The column below reflects the views of the author, and these opinions are neither endorsed nor supported by WisOpinion.com.

As a practicing dermatologist, my primary goal is to ensure my patients receive the right treatment at the right time. However, in recent years, a growing bureaucratic wall has been built between Wisconsin’s doctors and the people we serve. This wall is known as “prior authorization” – a process originally intended to manage costs that has instead become a leading cause of delayed care and medical complications.

Across our state, physicians are sounding the alarm. According to a 2024 American Medical Association (AMA) survey, a staggering 93% of physicians report that the prior authorization process delays access to necessary care. Even more concerning, 82% of physicians report that these delays at least sometimes lead to patients abandoning their treatment altogether. When a patient walks away from a life-saving medication or a necessary procedure because they are tired of fighting an insurance company, the system has failed.

The human cost is not just anecdotal. Nearly one-third of physicians – 30% — report that prior authorization hurdles have led to a serious adverse event for a patient in their care. This is why the Wisconsin Medical Society, representing more than 10,000 members, is calling on our legislature to support pending legislation to address these issues.

The Efficiency Illusion

Insurance companies often argue that these “hoops” are necessary for oversight. Yet, data suggest the process is less about medical necessity and more about administrative exhaustion.
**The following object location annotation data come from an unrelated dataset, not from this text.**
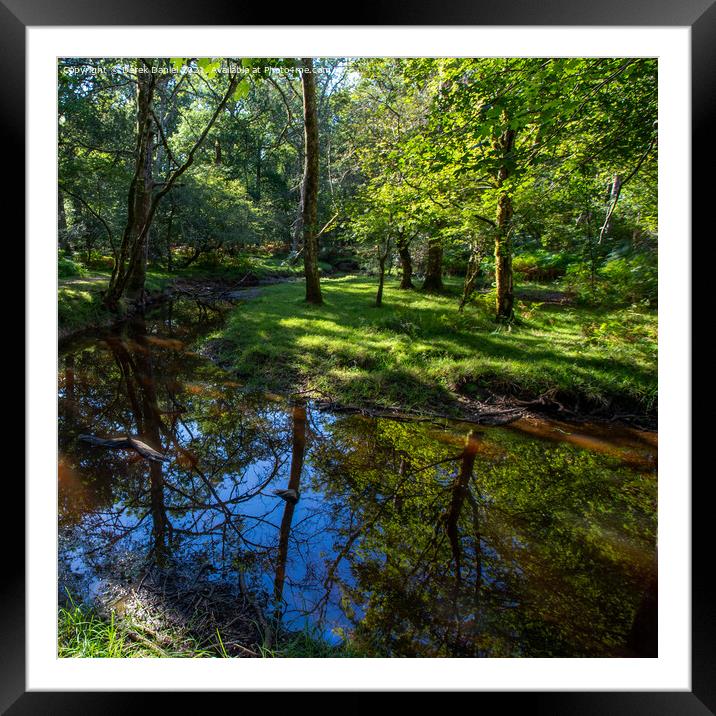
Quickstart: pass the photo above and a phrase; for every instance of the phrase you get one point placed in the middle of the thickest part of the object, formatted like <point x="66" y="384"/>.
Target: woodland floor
<point x="417" y="352"/>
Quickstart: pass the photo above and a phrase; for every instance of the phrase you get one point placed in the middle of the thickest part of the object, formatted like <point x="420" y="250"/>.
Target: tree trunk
<point x="406" y="265"/>
<point x="471" y="275"/>
<point x="434" y="272"/>
<point x="129" y="270"/>
<point x="62" y="235"/>
<point x="309" y="186"/>
<point x="504" y="302"/>
<point x="382" y="257"/>
<point x="503" y="259"/>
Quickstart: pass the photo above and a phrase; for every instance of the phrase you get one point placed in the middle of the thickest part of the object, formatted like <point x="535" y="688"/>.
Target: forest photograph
<point x="357" y="357"/>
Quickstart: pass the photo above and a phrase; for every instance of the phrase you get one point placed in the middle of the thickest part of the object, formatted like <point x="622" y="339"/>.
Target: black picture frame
<point x="699" y="15"/>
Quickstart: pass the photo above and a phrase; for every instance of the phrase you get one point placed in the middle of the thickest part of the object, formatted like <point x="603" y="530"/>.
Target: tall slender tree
<point x="309" y="185"/>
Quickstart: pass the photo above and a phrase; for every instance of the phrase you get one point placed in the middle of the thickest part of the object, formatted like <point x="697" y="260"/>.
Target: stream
<point x="408" y="538"/>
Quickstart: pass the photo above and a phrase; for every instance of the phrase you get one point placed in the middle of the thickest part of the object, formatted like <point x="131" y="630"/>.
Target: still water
<point x="408" y="538"/>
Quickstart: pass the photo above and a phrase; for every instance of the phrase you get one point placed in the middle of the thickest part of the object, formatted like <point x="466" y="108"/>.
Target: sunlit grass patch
<point x="418" y="349"/>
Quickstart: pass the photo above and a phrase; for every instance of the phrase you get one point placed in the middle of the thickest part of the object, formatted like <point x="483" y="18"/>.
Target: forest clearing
<point x="357" y="357"/>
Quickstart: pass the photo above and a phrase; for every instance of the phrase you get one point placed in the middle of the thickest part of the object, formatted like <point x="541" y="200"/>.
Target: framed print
<point x="357" y="359"/>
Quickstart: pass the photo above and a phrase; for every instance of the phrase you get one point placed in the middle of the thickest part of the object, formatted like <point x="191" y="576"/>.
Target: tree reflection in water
<point x="415" y="539"/>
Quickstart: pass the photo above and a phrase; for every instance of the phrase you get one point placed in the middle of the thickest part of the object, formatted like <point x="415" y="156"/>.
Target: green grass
<point x="79" y="297"/>
<point x="418" y="351"/>
<point x="82" y="633"/>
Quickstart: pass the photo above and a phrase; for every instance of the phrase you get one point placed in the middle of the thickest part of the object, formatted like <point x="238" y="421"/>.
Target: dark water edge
<point x="407" y="538"/>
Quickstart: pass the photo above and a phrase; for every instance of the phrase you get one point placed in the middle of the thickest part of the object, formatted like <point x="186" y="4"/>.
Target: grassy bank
<point x="79" y="298"/>
<point x="417" y="350"/>
<point x="83" y="633"/>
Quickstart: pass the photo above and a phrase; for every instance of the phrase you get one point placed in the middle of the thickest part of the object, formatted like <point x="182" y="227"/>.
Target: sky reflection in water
<point x="417" y="538"/>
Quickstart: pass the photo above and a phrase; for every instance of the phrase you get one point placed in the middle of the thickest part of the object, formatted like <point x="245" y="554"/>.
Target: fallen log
<point x="126" y="443"/>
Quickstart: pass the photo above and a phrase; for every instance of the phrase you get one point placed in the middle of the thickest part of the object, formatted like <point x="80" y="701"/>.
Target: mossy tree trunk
<point x="471" y="276"/>
<point x="130" y="268"/>
<point x="309" y="186"/>
<point x="504" y="301"/>
<point x="383" y="253"/>
<point x="129" y="271"/>
<point x="433" y="282"/>
<point x="406" y="264"/>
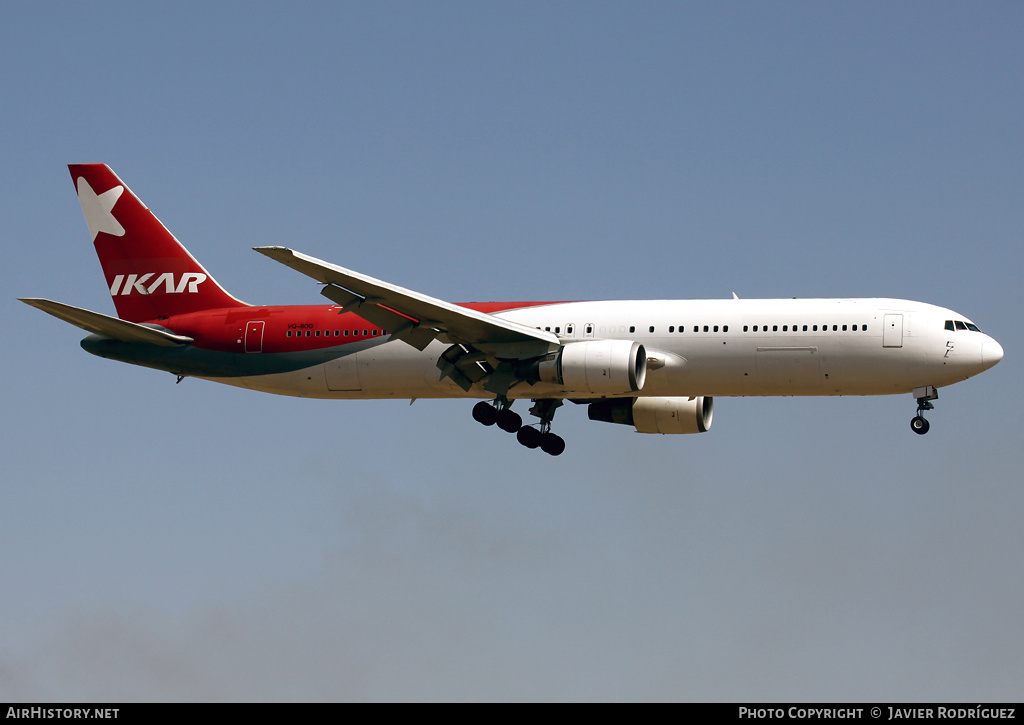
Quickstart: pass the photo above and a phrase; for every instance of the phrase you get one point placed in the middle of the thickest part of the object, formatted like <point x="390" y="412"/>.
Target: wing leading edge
<point x="415" y="317"/>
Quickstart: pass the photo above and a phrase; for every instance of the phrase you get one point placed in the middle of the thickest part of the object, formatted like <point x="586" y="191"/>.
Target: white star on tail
<point x="96" y="208"/>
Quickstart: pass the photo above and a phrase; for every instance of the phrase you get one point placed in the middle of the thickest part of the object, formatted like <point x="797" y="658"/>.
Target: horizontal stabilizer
<point x="108" y="326"/>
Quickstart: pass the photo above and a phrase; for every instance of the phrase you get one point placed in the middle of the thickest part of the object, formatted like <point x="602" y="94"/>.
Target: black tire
<point x="530" y="437"/>
<point x="552" y="444"/>
<point x="484" y="413"/>
<point x="509" y="420"/>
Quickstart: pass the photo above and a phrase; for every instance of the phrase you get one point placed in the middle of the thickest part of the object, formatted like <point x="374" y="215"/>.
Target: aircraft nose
<point x="991" y="352"/>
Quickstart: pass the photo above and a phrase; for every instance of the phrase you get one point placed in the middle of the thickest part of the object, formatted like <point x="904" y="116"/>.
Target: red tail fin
<point x="150" y="274"/>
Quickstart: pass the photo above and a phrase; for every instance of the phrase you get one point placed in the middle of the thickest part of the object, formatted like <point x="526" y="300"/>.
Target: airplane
<point x="653" y="365"/>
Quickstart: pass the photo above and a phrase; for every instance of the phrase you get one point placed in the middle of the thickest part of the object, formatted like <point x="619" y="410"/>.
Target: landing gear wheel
<point x="552" y="444"/>
<point x="484" y="413"/>
<point x="530" y="437"/>
<point x="508" y="420"/>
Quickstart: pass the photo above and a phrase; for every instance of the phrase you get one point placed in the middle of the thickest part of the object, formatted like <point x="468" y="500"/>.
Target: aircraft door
<point x="892" y="331"/>
<point x="254" y="336"/>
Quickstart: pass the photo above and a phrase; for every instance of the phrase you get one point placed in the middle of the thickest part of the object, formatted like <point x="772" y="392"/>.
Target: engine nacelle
<point x="597" y="367"/>
<point x="656" y="415"/>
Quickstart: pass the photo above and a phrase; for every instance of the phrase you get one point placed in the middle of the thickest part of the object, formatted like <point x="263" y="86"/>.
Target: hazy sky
<point x="202" y="542"/>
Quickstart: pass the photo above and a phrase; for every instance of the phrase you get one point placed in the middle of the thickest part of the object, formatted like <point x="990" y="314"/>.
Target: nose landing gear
<point x="925" y="395"/>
A 2022 Kaiser Family Foundation analysis found that when a prior authorization denial was actually appealed, the insurance company overturned that denial – either partially or fully – 83.2% of the time.

If the vast majority of denials are ultimately found to be incorrect, why do they happen in the first place? The answer lies in the friction of the process itself. Only one out of every 10 denials is ever appealed because the system is so onerous. Many physicians (67%) report they don’t appeal because they don’t believe it will be successful based on past frustrations, while 53% say their patients simply cannot wait for the health plan to finish its review.

Physicians and their staff are currently trapped on a bureaucratic treadmill. On average, a physician completes 39 prior authorization requests every single week. This consumes roughly 13 hours of clinical time per week – time that could be spent seeing patients. In fact, 40% of physicians now have staff members who work exclusively on navigating these insurance hurdles.

Common-Sense Solutions

Senate Bill 434 does not seek to eliminate prior authorization. Instead, it introduces “common-sense” guardrails to make the process transparent, fair, and predictable for both patients and providers.

The bill establishes clear, mandatory timeframes for insurance company responses: 72 hours for standard cases and 24 hours for urgent medical needs. It also ensures continuity of care; if a patient changes health plans, the new insurer would be required to honor an existing prior authorization for at least 90 days. This prevents “random elimination of care” during vulnerable transitions.

Crucially, the bill addresses who is making these life-altering medical decisions. We believe that if an insurance company is going to issue a medical denial, that denial must be made by a qualified health professional whose scope of practice actually matches the service or drug being requested.

A Path Forward

When prior authorizations are transparent and medically grounded, everyone benefits. Patients receive treatment without harmful delays, health plans maintain oversight, and physicians can focus on what we were trained to do: care for people.

Senate Bill 434 is an invitation to insurers to work alongside physicians in delivering timely, high-quality care. When medical decisions are made efficiently and grounded in clinical expertise, everyone wins. Patients get better faster, physicians spend more time practicing medicine, and insurers avoid the costly downstream effects of delayed or abandoned care. Putting patients over paperwork isn’t just good policy – it’s good business. We are grateful to State Assembly Representative Barb Dittrich and State Senator Rachael Cabral-Guevara for their leadership on this issue. It is time to tear down the bureaucratic barriers and put the health of Wisconsin patients first.

Michael White, MD, is a practicing dermatologist and the President-Elect of the Wisconsin Medical Society.